A while ago I saw a truly, terrible rant by a blogger on WordPress who was outraged that people were liking their posts without actually reading them. They had a list of reasons to justify how they knew people were doing this.  They also had a long list of grievances against subscribers who treated their posts so shoddily.

So, here I am to say that I am guilty of this heinous offence. 

I sometimes struggle to get onto WordPress. When I do feel well enough and I see how many posts I have missed, I feel overwhelmed. I try to click into each post using the WP Reader, to at least get a sense of the publisher’s aim, or to look at the pictures, but frequently find even that too much for me. 

Quite apart from the fact I have a grand-sized excuse for my lethargy, (for those who don’t know, I have a degenerative condition called Ehlers Danlos Syndrome), I don’t understand why anyone would be upset at getting acknowledgement for their post, even if cursory.
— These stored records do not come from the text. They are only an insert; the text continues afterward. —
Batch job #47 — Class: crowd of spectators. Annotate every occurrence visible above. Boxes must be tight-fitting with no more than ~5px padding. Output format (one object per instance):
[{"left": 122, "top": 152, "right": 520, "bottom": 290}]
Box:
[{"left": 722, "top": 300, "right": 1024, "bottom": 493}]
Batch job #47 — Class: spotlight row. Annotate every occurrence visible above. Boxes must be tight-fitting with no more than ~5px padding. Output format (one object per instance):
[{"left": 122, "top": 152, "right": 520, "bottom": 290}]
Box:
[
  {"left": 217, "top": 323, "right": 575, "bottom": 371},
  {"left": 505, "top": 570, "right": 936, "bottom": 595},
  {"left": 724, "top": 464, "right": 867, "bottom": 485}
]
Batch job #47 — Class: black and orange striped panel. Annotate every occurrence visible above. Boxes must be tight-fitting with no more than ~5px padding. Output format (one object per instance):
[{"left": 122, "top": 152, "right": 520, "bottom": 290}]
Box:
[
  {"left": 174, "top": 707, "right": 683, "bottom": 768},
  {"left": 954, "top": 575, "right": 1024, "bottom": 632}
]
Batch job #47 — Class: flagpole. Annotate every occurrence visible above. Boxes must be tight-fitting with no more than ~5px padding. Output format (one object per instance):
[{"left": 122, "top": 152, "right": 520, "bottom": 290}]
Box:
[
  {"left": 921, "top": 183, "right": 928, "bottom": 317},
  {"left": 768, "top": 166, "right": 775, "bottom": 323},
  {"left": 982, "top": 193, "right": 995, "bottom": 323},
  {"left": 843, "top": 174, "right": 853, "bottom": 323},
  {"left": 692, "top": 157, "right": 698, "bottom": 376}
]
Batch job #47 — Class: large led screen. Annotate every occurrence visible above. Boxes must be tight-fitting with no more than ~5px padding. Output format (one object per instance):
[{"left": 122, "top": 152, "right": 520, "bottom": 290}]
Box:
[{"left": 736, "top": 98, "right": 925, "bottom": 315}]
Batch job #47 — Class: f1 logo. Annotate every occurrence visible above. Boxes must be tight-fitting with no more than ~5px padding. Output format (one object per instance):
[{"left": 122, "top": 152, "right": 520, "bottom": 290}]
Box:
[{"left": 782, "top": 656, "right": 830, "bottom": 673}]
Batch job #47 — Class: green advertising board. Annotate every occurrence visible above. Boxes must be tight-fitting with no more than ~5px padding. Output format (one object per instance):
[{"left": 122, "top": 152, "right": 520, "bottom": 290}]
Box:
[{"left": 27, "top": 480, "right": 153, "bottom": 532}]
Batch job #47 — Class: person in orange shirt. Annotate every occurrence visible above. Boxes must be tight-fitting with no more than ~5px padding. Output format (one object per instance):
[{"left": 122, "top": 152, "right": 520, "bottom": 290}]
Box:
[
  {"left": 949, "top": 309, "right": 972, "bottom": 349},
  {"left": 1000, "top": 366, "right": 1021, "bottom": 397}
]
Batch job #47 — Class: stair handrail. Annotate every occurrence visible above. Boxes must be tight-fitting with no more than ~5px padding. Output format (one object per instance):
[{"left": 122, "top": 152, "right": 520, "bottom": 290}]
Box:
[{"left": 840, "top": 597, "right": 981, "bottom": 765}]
I am very fond of the people who write the blogs I follow and want them to know I haven’t disappeared into the ether. A quick click on the like button lets them know I am still interested and still trying to stay in the loop. A quick check-in also helps to maintain my passion for publishing my own posts, when I am back to being able to sit up long enough to write them.

So, am I bad? Am I insulting you? Are you offended by the careering clicker? Let me know in the comments section, below.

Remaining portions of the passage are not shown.